Gli ultimi dati dei servizi di emergenza, diffusi venerdì sera, parlano di almeno 207 vittime, di cui 204 nella regione di Valencia, due in Castiglia-la-Mancia e una in Andalusia. Un bilancio che secondo le autorità potrebbe aumentare.

Secondo i dati dell'emergenza sarebbero 1.900 le persone scomparse ma è molto difficile confermare questo dato che corrisponde alle chiamate al 112 di persone alla ricerca dei propri cari.

Nella periferia di Valencia, le operazioni di ricerca e pulizia sono continuate per tutta la giornata, in un'atmosfera pesante. “Non è rimasto più nulla”, ha detto all'AFP Mario Silvestre, residente a Chiva, “rassegnato” a vedere i danni.

Nel suo comune, dove vivono circa 17mila abitanti, non ci sono soldati, ma gendarmi incaricati di pattugliare le strade, dove molte case sono distrutte. “I politici promettono molto, ma l’aiuto arriva solo quando arriva”, sussurra questo ottantenne.

Solidarietà

Sabato sera, in una conferenza stampa, il presidente della regione di Valencia, Carlos Mazón, ha annunciato una serie di aiuti economici e il ripristino dell'ordine, mentre sono stati segnalati atti di saccheggio in diversi negozi che hanno portato all'arresto di 82 persone.

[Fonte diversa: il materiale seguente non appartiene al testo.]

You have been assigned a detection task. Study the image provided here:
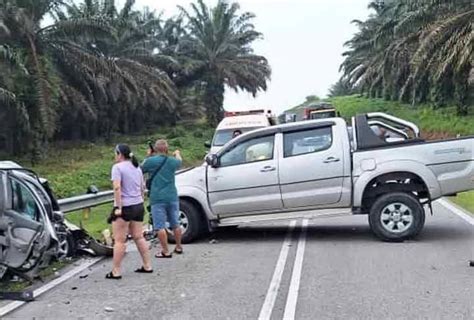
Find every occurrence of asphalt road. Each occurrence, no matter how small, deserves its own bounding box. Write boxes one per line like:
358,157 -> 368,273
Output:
1,205 -> 474,320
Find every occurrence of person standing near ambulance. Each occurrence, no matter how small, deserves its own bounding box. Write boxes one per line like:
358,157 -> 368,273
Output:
142,140 -> 183,258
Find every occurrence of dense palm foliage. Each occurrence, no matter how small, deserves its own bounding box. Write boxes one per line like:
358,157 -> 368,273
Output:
341,0 -> 474,114
0,0 -> 270,156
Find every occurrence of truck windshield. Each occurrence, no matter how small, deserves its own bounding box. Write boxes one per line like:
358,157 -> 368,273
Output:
212,127 -> 260,147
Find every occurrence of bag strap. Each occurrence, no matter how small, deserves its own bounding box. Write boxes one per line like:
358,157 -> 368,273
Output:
149,157 -> 168,188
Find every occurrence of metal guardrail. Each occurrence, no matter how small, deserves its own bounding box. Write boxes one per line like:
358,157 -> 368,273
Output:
58,167 -> 192,213
58,190 -> 114,213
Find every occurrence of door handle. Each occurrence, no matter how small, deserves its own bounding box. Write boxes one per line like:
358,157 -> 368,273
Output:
260,166 -> 276,172
324,157 -> 341,163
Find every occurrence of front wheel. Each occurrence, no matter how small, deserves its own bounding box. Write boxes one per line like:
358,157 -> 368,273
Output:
369,192 -> 425,242
166,200 -> 202,243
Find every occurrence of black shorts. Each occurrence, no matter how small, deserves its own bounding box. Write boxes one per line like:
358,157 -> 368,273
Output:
120,203 -> 145,222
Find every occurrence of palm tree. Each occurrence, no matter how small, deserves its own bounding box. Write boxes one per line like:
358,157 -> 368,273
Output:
0,0 -> 121,154
179,0 -> 271,125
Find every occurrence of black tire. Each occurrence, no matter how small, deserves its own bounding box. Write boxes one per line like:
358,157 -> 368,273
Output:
167,200 -> 203,243
369,192 -> 425,242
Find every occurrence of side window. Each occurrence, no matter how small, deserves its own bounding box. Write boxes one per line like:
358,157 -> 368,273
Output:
220,135 -> 275,167
11,180 -> 40,220
283,127 -> 332,158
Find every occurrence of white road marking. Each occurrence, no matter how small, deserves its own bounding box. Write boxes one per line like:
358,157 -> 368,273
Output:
0,257 -> 103,318
437,199 -> 474,226
283,219 -> 308,320
258,220 -> 296,320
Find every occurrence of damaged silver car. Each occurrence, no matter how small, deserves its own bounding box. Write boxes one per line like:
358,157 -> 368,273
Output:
0,161 -> 79,279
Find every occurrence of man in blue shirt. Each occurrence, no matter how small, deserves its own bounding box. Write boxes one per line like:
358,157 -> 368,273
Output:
142,140 -> 183,258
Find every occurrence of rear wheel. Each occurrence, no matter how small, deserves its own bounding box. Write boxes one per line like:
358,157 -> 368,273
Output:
369,192 -> 425,242
166,200 -> 202,243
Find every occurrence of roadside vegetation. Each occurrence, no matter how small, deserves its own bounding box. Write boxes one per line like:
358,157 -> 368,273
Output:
0,0 -> 270,161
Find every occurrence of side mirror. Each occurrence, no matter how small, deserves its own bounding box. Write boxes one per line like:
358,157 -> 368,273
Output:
206,154 -> 219,168
86,185 -> 99,194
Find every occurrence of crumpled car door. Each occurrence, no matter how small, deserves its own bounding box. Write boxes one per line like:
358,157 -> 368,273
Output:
0,175 -> 51,272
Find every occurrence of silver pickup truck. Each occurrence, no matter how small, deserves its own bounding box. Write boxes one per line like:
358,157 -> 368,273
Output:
176,113 -> 474,242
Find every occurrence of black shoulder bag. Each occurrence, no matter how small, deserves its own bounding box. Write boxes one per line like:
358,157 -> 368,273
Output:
146,157 -> 168,192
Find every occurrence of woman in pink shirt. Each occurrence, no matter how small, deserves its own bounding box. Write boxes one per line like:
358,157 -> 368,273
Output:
105,144 -> 153,279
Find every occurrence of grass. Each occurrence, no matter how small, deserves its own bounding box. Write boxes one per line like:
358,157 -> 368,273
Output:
0,261 -> 71,292
330,96 -> 474,215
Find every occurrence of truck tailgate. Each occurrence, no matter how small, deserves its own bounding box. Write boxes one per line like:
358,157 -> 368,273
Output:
427,138 -> 474,195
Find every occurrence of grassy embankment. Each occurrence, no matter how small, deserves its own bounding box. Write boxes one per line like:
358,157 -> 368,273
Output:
331,96 -> 474,214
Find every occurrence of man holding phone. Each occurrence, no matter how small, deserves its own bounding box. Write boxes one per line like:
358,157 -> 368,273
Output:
142,140 -> 183,258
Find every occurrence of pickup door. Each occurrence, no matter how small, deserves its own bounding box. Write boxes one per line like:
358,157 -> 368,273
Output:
279,124 -> 345,209
207,134 -> 283,216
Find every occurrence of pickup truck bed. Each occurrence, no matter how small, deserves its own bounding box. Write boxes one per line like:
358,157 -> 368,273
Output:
177,113 -> 474,241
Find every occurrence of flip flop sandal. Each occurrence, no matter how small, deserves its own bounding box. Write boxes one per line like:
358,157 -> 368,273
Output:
155,251 -> 173,259
105,271 -> 122,280
135,266 -> 153,273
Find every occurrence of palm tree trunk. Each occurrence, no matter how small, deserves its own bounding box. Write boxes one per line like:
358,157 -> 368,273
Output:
204,77 -> 224,127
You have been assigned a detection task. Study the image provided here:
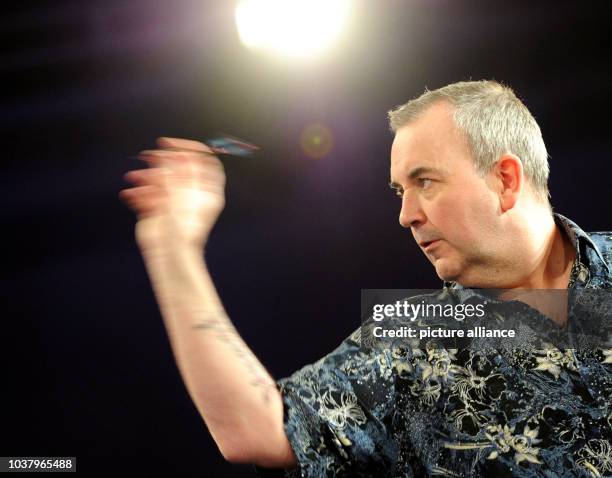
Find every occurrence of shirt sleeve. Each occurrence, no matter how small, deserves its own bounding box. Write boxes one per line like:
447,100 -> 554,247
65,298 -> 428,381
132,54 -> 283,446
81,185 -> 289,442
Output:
256,329 -> 397,478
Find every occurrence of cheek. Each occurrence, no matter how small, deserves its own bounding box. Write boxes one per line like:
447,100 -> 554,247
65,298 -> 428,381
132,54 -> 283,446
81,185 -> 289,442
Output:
429,191 -> 492,248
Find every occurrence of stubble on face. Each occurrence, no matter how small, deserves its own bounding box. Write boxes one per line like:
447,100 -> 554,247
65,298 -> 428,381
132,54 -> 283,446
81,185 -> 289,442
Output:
391,103 -> 497,283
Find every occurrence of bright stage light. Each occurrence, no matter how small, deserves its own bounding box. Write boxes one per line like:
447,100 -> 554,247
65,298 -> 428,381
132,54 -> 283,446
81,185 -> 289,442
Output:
236,0 -> 350,58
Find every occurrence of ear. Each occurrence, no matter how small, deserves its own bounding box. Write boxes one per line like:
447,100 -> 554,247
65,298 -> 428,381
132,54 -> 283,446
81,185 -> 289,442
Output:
492,153 -> 523,212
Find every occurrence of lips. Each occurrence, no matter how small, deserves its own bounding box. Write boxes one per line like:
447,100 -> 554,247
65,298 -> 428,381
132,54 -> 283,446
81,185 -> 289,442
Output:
419,239 -> 440,249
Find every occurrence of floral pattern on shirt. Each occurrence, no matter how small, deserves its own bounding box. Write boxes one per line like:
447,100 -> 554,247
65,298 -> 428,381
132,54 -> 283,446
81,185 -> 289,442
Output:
257,214 -> 612,478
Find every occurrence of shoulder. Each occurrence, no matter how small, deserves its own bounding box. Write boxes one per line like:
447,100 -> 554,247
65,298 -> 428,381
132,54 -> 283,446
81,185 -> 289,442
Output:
587,231 -> 612,268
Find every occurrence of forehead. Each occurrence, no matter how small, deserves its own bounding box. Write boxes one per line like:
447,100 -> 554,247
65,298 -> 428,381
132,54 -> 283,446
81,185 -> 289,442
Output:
391,102 -> 472,176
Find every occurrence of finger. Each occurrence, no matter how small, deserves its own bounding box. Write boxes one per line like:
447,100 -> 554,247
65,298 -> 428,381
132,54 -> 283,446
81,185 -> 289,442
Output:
157,136 -> 212,152
123,168 -> 169,187
119,186 -> 166,218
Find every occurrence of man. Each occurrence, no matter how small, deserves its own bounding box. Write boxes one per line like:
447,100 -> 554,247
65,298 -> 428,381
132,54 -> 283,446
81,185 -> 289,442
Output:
122,81 -> 612,477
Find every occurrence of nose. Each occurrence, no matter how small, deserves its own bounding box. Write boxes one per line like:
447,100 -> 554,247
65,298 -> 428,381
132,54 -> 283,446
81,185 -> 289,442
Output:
399,191 -> 425,228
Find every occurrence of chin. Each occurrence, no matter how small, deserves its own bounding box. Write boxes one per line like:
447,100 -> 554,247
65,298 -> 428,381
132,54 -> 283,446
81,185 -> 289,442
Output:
434,259 -> 461,282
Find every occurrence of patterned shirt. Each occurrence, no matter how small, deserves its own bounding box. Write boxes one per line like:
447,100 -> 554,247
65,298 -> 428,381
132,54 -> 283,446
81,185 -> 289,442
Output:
256,214 -> 612,478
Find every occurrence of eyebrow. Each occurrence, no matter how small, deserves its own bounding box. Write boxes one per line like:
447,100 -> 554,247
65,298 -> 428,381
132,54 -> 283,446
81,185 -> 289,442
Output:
389,166 -> 444,189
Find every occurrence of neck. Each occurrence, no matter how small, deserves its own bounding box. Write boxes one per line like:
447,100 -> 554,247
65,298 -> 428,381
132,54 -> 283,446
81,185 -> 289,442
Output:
512,214 -> 576,289
458,208 -> 576,290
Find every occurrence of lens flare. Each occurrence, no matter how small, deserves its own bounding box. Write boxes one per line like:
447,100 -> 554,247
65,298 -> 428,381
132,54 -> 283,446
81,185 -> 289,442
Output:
300,123 -> 334,159
236,0 -> 350,58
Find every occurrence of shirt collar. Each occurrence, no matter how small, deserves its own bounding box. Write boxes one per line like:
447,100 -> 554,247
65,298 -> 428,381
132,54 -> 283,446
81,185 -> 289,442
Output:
443,212 -> 610,291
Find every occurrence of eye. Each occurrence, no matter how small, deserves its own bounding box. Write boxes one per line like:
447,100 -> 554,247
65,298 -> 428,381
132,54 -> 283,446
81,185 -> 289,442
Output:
417,178 -> 433,189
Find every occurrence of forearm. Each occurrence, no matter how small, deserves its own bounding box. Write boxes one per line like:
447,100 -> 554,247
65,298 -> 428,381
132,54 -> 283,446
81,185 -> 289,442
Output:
143,247 -> 290,466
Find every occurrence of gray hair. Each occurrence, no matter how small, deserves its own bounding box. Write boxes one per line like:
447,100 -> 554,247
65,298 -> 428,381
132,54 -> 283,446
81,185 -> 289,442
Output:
388,80 -> 550,203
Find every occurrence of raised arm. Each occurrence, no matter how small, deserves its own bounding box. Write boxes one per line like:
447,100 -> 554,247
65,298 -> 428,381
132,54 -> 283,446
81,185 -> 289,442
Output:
120,138 -> 296,468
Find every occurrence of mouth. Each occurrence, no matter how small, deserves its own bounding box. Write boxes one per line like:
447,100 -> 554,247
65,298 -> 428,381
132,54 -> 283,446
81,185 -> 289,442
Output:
419,239 -> 440,251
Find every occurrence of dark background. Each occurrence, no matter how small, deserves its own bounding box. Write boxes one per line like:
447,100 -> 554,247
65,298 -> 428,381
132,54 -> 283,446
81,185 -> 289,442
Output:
0,0 -> 612,477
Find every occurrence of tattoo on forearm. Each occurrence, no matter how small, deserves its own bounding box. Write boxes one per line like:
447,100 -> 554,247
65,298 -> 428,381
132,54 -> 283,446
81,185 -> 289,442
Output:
192,313 -> 277,402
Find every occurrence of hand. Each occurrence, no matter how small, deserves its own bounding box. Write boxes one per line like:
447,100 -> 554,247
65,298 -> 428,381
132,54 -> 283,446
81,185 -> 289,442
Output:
119,138 -> 225,250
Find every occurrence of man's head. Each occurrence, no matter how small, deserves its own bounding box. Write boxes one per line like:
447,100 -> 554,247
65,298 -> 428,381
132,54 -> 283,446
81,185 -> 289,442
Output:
389,81 -> 550,285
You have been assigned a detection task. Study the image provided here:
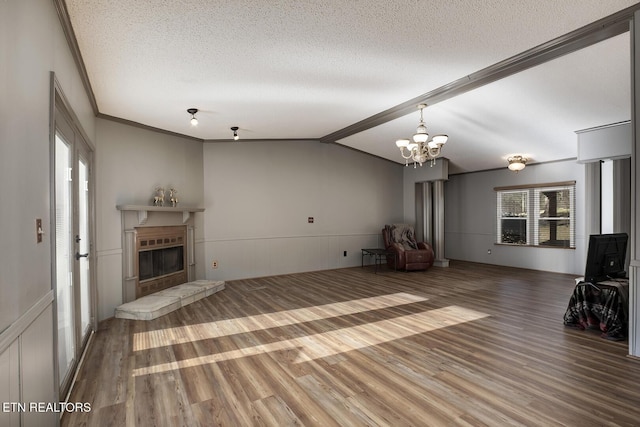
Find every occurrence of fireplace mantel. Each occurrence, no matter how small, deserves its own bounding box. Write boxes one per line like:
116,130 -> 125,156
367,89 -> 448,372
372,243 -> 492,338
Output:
116,205 -> 204,225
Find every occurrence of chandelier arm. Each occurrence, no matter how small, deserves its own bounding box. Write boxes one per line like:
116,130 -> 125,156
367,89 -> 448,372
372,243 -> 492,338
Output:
400,147 -> 413,160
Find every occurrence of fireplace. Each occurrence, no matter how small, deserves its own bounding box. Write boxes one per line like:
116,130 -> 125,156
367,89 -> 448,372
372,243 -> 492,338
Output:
116,205 -> 204,303
135,226 -> 188,298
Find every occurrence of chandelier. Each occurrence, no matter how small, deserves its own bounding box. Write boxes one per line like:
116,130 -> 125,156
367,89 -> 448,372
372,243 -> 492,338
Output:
396,104 -> 449,168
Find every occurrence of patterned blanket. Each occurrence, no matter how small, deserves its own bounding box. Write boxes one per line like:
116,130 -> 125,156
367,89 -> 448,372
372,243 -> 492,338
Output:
564,281 -> 629,341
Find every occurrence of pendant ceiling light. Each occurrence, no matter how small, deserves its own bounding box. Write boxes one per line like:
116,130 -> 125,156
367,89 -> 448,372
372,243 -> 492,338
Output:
507,154 -> 527,173
396,104 -> 449,168
187,108 -> 198,126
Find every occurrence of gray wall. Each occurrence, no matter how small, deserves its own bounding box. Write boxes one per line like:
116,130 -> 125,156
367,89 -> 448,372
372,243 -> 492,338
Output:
445,161 -> 587,276
204,140 -> 403,280
96,119 -> 204,320
0,0 -> 95,426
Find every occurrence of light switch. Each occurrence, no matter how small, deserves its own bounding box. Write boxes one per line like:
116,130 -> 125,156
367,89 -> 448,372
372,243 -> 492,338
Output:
36,218 -> 44,243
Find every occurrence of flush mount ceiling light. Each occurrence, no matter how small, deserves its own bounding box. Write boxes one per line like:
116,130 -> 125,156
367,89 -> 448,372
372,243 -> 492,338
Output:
396,104 -> 449,168
187,108 -> 198,126
231,126 -> 240,141
507,154 -> 527,173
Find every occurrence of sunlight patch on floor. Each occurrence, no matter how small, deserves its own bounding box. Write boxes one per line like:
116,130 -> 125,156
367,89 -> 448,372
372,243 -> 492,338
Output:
133,292 -> 427,351
133,306 -> 489,376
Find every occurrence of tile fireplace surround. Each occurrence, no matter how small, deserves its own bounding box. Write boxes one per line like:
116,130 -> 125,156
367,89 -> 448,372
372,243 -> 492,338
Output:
116,205 -> 204,303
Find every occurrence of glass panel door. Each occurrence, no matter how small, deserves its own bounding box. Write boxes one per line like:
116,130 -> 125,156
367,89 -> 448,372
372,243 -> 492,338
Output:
53,99 -> 96,396
55,132 -> 76,385
76,149 -> 91,342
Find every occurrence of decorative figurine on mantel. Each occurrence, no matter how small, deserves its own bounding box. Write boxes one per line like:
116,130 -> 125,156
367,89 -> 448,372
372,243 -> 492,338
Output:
153,187 -> 164,206
169,188 -> 178,208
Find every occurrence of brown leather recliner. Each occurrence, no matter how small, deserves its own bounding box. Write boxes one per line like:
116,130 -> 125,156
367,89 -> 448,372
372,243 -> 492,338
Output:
382,224 -> 435,271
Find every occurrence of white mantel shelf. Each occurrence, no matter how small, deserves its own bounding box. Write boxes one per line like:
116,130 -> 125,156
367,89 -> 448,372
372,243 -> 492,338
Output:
116,205 -> 204,225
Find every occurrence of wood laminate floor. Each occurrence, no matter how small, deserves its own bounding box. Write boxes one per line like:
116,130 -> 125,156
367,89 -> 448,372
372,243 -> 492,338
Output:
62,261 -> 640,427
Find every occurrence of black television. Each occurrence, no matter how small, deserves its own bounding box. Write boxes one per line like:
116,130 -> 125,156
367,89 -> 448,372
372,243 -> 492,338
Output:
584,233 -> 629,283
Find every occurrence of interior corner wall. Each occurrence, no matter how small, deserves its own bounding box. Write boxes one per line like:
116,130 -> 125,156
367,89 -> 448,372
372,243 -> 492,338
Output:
96,119 -> 204,320
0,0 -> 95,426
204,140 -> 403,280
445,161 -> 588,276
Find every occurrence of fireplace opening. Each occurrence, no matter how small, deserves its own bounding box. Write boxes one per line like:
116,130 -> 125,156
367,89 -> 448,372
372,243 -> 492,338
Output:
136,226 -> 188,298
138,246 -> 184,281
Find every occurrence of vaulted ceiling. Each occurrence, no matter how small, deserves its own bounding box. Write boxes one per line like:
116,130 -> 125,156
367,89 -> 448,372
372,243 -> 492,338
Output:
65,0 -> 640,173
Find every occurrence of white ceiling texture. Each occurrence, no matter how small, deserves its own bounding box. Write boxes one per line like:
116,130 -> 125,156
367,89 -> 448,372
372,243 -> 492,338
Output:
65,0 -> 640,173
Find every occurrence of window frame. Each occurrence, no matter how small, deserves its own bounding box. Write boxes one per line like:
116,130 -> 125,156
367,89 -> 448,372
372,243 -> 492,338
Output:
494,181 -> 576,249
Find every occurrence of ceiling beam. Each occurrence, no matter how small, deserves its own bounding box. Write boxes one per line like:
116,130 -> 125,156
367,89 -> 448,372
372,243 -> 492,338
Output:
320,3 -> 640,143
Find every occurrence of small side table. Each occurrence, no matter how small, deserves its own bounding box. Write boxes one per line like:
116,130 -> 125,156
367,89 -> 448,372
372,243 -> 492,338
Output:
362,248 -> 398,274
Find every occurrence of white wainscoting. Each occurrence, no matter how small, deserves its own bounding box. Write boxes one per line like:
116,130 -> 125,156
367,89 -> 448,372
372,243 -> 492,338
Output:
204,233 -> 382,280
0,291 -> 56,427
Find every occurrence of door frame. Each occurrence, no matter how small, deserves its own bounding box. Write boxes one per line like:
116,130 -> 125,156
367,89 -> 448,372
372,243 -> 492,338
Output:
49,72 -> 98,401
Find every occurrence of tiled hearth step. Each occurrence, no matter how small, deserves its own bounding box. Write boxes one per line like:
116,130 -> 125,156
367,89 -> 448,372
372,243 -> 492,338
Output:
116,280 -> 224,320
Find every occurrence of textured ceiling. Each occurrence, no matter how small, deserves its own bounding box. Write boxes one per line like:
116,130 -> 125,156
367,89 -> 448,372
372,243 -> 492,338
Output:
66,0 -> 635,173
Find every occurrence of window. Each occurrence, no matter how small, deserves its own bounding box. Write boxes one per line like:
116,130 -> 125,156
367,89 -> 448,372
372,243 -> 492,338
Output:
495,181 -> 576,248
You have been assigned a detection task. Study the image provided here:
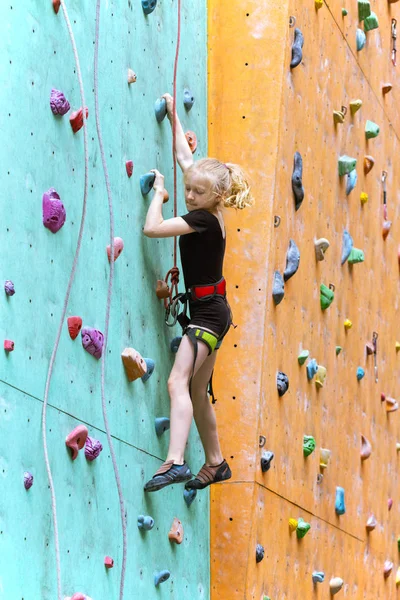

“Ci sono persone che potrebbero essersi sentite sole, impotenti, non protette e lo capisco”, ha ammesso l'eletto. Ma «voglio mandare un messaggio chiaro: aiuteremo tutte le famiglie» che ne hanno bisogno. Continuando: “Stiamo affrontando la sfida della nostra vita e troveremo le soluzioni”.

Il governo regionale di Valencia, e Carlos Mazon in particolare, è oggetto di insistenti critiche per aver inviato martedì un messaggio di allerta telefonica ai residenti in ritardo, mentre Aemet aveva messo la regione in “allarme rosso” fin dalla mattina.

Critiche respinte da Mazon, che assicura di aver seguito il protocollo in vigore e ha sottolineato “lo spirito di solidarietà della popolazione” della sua regione di fronte alle avversità.

Nelle comunità colpite, l'ondata di solidarietà è continuata sabato, in particolare nella periferia sud di Valence, dove migliaia di persone si sono riversate a piedi al mattino con pale e scope per sostenere la popolazione.

Venerdì il numero di volontari era tale che le autorità hanno invitato i residenti a rimanere a casa e hanno vietato il traffico su alcune strade per evitare che le strade utilizzate dai servizi di emergenza fossero congestionate.